Testing & CI integration

typescript
import { describe, it, expect } from "vitest";
import qs from "qs";

describe("qs", () => {
  it("parses bracket-nested objects", () => {
    expect(qs.parse("a[b]=1&a[c]=2")).toEqual({ a: { b: "1", c: "2" } });
  });

  it("stringifies with repeat arrayFormat", () => {
    expect(qs.stringify({ tags: ["a", "b"] }, { arrayFormat: "repeat", encode: false }))
      .toBe("tags=a&tags=b");
  });

  it("rejects __proto__ keys by default", () => {
    const parsed = qs.parse("__proto__[polluted]=true");
    expect(({} as any).polluted).toBeUndefined();   // prototype not polluted
  });
});

Output:

text
 PASS  qs > parses bracket-nested objects
 PASS  qs > stringifies with repeat arrayFormat
 PASS  qs > rejects __proto__ keys by default

For CI, run npm audit --production to catch new CVEs.

Ecosystem integrations

ToolIntegration
expressreq.query uses qs (configurable via app.set("query parser", ...))
axios (≤ 0.x, optional in 1+)Configurable as the params serializer
restifyUses qs for query parsing
koactx.query uses URLSearchParams by default, but koa-qs swaps in qs
fastifyURLSearchParams by default; qs available as opt-in
next.jsuseSearchParams() returns URLSearchParams — use qs client-side for nested
react-routerURLSearchParams under the hood; pair with qs for nested filters

Troubleshooting common errors

  • qs.parse("?a=1") produces { '?a': '1' } — strip the leading ? (s.replace(/^\?/, "")).
  • Nested array drops elementsarrayLimit defaults to 20. Increase or use repeat format.
  • Prototype pollution warning in audit — upgrade qs to ^6.11.0 or newer.
  • Query string is way too long after stringify — using indices format with large arrays.

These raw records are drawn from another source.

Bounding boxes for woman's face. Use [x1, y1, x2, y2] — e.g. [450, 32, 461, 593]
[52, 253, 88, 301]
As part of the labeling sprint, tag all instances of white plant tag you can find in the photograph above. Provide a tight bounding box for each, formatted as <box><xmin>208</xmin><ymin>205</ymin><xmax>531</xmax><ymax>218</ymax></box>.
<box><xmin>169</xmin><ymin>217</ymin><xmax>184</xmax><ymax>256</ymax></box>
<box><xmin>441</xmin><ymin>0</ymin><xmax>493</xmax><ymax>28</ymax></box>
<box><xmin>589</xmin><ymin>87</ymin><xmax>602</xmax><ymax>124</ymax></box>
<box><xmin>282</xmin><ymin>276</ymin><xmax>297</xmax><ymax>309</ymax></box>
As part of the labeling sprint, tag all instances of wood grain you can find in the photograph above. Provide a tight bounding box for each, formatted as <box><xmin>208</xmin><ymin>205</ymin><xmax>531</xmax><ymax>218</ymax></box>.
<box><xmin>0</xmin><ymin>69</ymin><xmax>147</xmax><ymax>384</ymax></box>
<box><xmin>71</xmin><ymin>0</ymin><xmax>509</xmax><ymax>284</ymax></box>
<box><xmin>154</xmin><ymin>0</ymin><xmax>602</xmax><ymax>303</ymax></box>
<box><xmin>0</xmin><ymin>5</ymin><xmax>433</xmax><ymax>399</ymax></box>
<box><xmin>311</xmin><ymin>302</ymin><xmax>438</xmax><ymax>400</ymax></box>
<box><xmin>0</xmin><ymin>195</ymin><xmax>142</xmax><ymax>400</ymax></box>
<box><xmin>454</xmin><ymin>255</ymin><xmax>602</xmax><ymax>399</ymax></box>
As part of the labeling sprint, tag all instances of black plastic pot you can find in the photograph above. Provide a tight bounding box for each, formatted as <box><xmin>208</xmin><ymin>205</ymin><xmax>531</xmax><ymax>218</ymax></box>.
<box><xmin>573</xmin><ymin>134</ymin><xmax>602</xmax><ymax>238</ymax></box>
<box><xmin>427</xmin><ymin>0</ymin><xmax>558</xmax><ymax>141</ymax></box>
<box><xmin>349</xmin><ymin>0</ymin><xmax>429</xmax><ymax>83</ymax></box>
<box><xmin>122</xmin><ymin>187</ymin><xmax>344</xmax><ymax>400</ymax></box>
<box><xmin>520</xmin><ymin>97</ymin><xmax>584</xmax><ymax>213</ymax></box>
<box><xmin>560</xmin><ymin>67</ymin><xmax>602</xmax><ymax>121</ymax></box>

Switch to repeat or brackets.
  • TS error Cannot find module 'qs' — install @types/qs.
  • Encoded [ and ] make URL ugly — set encode: false if your destination doesn't require strict encoding, or use allowDots: true for cleaner output.

When NOT to use this

  • Your query strings are flat. Use URLSearchParams — built in, zero-dep, faster.
  • Bundle size critical, simple arrays only. Use query-string (~3 KB) or fast-querystring.
  • You don't trust the input source. Strict bounds (depth, parameterLimit, arrayLimit) or switch to URLSearchParams with manual nesting.
  • API spec uses JSON in the body. Don't shoehorn into query strings; use JSON POST bodies.
  • Edge runtime, every byte counts. URLSearchParams is the only zero-cost option.